Natur und indigene Menschen

Alexander von Humboldt galt lange Zeit primär und lediglich als Naturforscher. Von der Warte postkolonialer Kritik aus gesehen, figurierte er dann als ein typisch europäisches Subjekt, das angeblich oder tatsächlich menschenleere Landschaften durchstreift, erschliesst und damit quasi erobert. Mittlerweile ist jedoch evident, dass Humboldt in seinen verschiedenen Berichten über die berühmte Amerikareise (1799-1804) immer wieder Menschen in ihren natürlichen, sozialen und kulturellen Kontexten skizzierte. Der Vortrag geht von folgender Leitfrage aus: In welchem Verhältnis stehen Humboldts anthropologische Beschreibungen indigener Akteur*innen zu deren natürlicher Umwelt? Dabei geht es um mehrere Aspekte. Zu diskutieren sind zeitgenössische Vorstellungen von ‹ursprünglicher Natur›, die bis heute in modernen Diskursen der Naturbeschreibung nachwirken.

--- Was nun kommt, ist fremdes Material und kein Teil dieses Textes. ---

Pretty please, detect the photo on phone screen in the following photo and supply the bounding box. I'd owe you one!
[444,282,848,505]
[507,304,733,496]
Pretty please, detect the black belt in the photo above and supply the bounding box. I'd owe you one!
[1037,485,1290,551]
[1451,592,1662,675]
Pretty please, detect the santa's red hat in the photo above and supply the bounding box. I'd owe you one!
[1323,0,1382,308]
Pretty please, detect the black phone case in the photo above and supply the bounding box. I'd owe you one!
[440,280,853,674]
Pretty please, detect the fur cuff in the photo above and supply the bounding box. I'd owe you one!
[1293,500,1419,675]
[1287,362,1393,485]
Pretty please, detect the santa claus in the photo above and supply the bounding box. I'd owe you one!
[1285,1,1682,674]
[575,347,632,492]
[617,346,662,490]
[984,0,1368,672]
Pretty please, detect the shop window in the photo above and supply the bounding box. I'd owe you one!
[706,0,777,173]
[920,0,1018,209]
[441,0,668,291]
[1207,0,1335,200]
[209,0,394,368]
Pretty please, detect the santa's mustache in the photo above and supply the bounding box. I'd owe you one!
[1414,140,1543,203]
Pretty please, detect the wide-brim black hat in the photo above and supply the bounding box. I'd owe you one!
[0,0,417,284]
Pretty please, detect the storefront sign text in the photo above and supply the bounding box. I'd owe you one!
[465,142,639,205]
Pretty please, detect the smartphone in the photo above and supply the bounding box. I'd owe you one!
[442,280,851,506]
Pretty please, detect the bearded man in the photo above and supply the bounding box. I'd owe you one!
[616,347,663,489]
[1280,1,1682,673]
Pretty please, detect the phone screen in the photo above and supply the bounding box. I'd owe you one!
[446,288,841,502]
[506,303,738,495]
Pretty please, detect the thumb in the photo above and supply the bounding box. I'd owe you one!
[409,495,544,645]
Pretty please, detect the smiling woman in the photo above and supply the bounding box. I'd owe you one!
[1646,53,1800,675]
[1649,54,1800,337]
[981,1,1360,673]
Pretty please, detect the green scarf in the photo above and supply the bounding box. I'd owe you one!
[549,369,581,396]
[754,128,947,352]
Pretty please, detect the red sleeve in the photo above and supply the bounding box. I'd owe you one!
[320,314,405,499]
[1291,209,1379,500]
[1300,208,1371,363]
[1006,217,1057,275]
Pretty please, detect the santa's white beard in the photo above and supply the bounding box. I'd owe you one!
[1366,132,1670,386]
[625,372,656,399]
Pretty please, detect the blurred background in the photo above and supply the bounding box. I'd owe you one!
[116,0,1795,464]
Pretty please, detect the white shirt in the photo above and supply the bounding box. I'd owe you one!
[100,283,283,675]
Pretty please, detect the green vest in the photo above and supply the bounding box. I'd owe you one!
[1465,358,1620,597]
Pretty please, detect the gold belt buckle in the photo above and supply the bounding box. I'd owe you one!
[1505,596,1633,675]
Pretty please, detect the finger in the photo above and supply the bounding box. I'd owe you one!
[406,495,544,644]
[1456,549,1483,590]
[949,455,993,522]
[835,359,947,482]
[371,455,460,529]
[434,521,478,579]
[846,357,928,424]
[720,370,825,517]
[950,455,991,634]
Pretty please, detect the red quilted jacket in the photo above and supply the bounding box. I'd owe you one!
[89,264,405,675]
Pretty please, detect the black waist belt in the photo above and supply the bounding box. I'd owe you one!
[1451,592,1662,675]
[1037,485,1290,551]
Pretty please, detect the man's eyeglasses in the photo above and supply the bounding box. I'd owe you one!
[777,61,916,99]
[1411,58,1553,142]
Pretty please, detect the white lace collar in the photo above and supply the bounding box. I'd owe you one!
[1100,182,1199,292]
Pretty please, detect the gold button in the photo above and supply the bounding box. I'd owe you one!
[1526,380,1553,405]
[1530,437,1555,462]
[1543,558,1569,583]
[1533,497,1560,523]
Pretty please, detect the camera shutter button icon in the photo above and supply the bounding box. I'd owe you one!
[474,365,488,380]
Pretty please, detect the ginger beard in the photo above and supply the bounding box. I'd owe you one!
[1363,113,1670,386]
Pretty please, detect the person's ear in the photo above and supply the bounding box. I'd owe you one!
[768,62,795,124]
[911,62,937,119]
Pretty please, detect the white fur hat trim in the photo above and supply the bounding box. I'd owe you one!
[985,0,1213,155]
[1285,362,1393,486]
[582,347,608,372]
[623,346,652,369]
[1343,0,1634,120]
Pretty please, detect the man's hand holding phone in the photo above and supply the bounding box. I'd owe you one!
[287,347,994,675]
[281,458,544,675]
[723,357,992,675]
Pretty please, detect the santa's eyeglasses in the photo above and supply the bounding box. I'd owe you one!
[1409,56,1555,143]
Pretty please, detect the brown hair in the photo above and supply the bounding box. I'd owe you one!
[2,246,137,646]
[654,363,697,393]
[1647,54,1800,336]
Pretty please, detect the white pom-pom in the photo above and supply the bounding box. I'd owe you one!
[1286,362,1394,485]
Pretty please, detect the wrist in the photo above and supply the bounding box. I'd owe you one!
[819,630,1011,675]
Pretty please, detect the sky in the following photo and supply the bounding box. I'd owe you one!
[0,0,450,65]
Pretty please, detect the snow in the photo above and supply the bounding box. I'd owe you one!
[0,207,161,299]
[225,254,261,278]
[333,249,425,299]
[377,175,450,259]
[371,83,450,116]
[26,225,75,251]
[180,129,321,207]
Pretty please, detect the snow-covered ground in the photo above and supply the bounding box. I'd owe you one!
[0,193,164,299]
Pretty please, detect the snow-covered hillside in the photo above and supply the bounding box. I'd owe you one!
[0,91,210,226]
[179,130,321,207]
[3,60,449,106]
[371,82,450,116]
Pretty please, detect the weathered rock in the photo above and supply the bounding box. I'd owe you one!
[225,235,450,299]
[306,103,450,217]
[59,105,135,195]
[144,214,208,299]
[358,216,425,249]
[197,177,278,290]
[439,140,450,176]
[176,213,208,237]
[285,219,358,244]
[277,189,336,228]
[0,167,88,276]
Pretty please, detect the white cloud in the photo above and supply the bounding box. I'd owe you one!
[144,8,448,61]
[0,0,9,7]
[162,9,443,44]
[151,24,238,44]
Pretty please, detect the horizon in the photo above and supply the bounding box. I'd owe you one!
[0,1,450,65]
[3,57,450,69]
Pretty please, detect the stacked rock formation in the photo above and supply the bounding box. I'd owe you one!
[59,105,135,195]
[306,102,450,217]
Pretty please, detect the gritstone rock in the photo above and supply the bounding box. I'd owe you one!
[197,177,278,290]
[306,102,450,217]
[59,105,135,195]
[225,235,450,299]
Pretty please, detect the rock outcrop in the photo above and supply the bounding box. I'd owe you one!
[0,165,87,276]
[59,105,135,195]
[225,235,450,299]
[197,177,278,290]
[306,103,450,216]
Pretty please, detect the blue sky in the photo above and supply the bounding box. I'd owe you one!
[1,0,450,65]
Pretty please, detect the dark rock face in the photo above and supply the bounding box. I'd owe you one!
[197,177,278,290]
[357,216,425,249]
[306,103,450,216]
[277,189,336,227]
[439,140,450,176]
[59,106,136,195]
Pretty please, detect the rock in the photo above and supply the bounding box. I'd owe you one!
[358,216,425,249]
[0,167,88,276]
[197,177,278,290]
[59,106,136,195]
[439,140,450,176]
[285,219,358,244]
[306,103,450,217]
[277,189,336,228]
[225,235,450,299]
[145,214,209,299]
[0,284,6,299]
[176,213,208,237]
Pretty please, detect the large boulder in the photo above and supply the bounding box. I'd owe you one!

Humboldt betrachtet die Indigenen in den Landschaften Südamerikas darüber hinaus vor dem Hintergrund der Theorien der europäischen Aufklärung über den ‹Naturzustand› der Menschheit und ‹edle Wilde›. Schliesslich nutzte der Naturforscher Humboldt einheimische Menschen, denen er in den Llanos, am Orinoco oder in den Anden begegnete, auch als Informanten über Naturphänomene. Er interessierte sich für die ‹Theorien der Eingeborenen›, was die Frage nach dem kategorialen Verhältnis zwischen indigenem und wissenschaftlichem bzw. europäischem Wissen über die Natur aufwirft. Die Textgrundlage bilden zum einen zu Lebzeiten Humboldts publizierte Reiseberichte, zum anderen Tagebucheinträge, Briefe und Essays.